Berdasarkan Scopus, topik mengenai Printer 3D mulai muncul pada tahun 1972 melalui sebuah dokumen berjudul ”3d printing of the Bolsho? Medical Encyclopedia” yang ditulis oleh I.P. Lidov dan A.M. Stochik. Empat puluh enam tahun kemudian, topik mengenai Printer 3D menjadi perbincangan hangat. Scopus mencatat peningkatan drastis publikasi topik ini yakni 1376 publikasi terindeks pada 2018. Padahal, pada tahun 2010 hanya terindeks sebanyak sepuluh publikasi saja.
Fakultas Teknik Universitas Gadjah Mada (UGM) mengembangkan riset mengenai Printer 3D sejak 2014 dengan inisiasi dari salah seorang dosennya, yakni Dr. Eng. Herianto, S.T., M.Eng. Ia berkolaborasi dengan para mahasiswa serta alumni UGM kala itu, untuk mengembangkan Printer 3D sebagai salah satu pioneer riset UGM.
”Jika berbicara mengenai robotika atau mobil listrik, kita mungkin sudah didahului kampus lain. Oleh karenanya, untuk Printer 3D saya ingin UGM menjadi pelopornya,” tegas dosen Teknik Mesin dan Industri UGM ini, Selasa (26/2).
Heri mengaku bahwa awalnya memulai dengan membeli produk Printer 3D secara impor. Dari barang itu, ia bersama timnya membongkar untuk kemudian diteliti dan dipelajari tiap komponennya. ”Hasilnya dalam satu tahun kami berhasil membuat satu prototype awal Printer 3D karya kami sendiri,” ujarnya dilansir dari ugm.ac.id.
Beberapa tipe yang dikembangkan diantaranya jenis kartesian, delta, dan scara. ”Ketiganya berbeda pada konstruksi mekanik dan kinematikanya. Tipe kartesian sendiri terdiri dari beberapa turunan misalnya corexy dan h-bot. Kami coba kembangkan apapun yang dibutuhkan,” tuturnya.
Sementara itu, saat ini riset tersebut sudah mencapai tahap produksi. Printer 3D karya Heri bersama timnya tersebut kini dipakai oleh beberapa universitas, akademi, politeknik, SMK, serta beberapa UMKM. ”Sekarang sedang mengejar agar bisa membuat 1000 mesin per tahun,” sebutnya.

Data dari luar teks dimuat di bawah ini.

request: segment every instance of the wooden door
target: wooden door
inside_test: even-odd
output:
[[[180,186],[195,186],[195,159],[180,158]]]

Menurut Heri, target selanjutnya adalah agar produk ini bisa dipakai di rumah-rumah. Ia memperkenalkan proyek yang disebutnya dengan HALTech (Home As Laboratory Technology). Melalui proyek ini, ia ingin membawa produk-produk dari Revolusi Industri 4.0 yang dikembangkannya ke rumah-rumah.
”Konsep HALTech adalah membuat adanya laboratorium di setiap rumah. Intinya rumah bisa menjadi tempat sumber inspirasi teknologi dan ilmu pengetahuan. Saat ini fokusnya adalah Printer 3D terlebih dahulu,” ungkapnya.

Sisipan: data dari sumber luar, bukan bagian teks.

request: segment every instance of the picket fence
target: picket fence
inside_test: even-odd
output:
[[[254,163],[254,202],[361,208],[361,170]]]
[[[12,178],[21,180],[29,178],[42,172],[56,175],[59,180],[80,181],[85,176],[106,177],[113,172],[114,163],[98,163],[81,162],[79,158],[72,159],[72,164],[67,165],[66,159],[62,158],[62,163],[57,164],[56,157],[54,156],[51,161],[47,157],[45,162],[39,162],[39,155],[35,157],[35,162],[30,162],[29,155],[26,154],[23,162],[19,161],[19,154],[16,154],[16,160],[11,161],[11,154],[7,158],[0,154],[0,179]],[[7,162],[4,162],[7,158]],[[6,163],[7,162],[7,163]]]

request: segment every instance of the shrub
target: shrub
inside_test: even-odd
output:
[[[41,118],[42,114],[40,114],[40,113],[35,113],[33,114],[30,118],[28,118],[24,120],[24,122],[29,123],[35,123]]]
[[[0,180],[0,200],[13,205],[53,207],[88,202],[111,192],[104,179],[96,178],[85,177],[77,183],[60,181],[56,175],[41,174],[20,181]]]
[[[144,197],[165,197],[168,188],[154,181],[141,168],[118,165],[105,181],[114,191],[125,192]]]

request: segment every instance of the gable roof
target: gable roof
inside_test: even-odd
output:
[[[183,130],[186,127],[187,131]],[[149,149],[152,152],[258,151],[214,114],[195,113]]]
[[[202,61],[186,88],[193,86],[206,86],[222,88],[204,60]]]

Heri berharap risetnya ini mendapat dukungan dari pemerintah. Tahun 2018 lalu, ia diminta oleh Direktorat Pembinaan SMK untuk membina 50 SMK di Indonesia. Kali ini, ia berharap untuk mendapat dukungan dari Kementrian Perekonomian, Kementrian Perindustrian, serta Kementrian Tenaga Kerja agar produknya ini bisa menembus pasar.
”Melalui Printer 3D ini kami ingin menunjukkan bahwa ini adalah murni karya anak bangsa dan nantinya dimanfaatkan untuk kepentingan dan kemajuan Indonesia sendiri. Dengan demikian, hal itu akan membuat UGM diakui sebagai nomor satu untuk Printer 3D di Indonesia, syukur lagi jika bisa mencapai tingkat dunia,” pungkasnya.
Redaksi
Mengecek dan menyiapkan sumber pendanaan untuk kebutuhan biaya kuliah S3 tentu perlu dilakukan jauh-jauh hari…

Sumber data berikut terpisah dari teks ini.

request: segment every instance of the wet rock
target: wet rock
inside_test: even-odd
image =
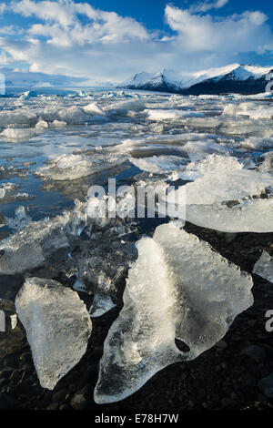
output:
[[[258,386],[266,397],[273,398],[273,372],[258,381]]]
[[[12,406],[13,399],[5,393],[0,393],[0,410],[11,409]]]
[[[264,362],[267,360],[266,351],[258,345],[250,345],[240,352],[241,355],[248,355],[256,362]]]
[[[74,410],[84,410],[87,407],[88,401],[86,399],[87,393],[90,390],[90,385],[86,385],[83,389],[76,392],[70,401],[70,405]]]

Dosen yang mau melanjutkan studi pascasarjana tetapi sudah berkeluarga pasti akan diselimuti kebimbangan antara apakah…
Mengacu pada aturan terbaru, proses sampai persyaratan kenaikan jabatan Asisten Ahli ke Lektor mengalami beberapa…
Dosen di Indonesia tentunya perlu memahami prosedur dan ketentuan dalam perubahan status aktif dosen di…
Kejahatan phishing data tentunya perlu diwaspadai oleh siapa saja, termasuk juga kalangan akademisi. Terutama kalangan…
Sudahkah para dosen mengetahui bagaimana cara menambahkan buku ke Google Scholar? Hal ini tentu penting…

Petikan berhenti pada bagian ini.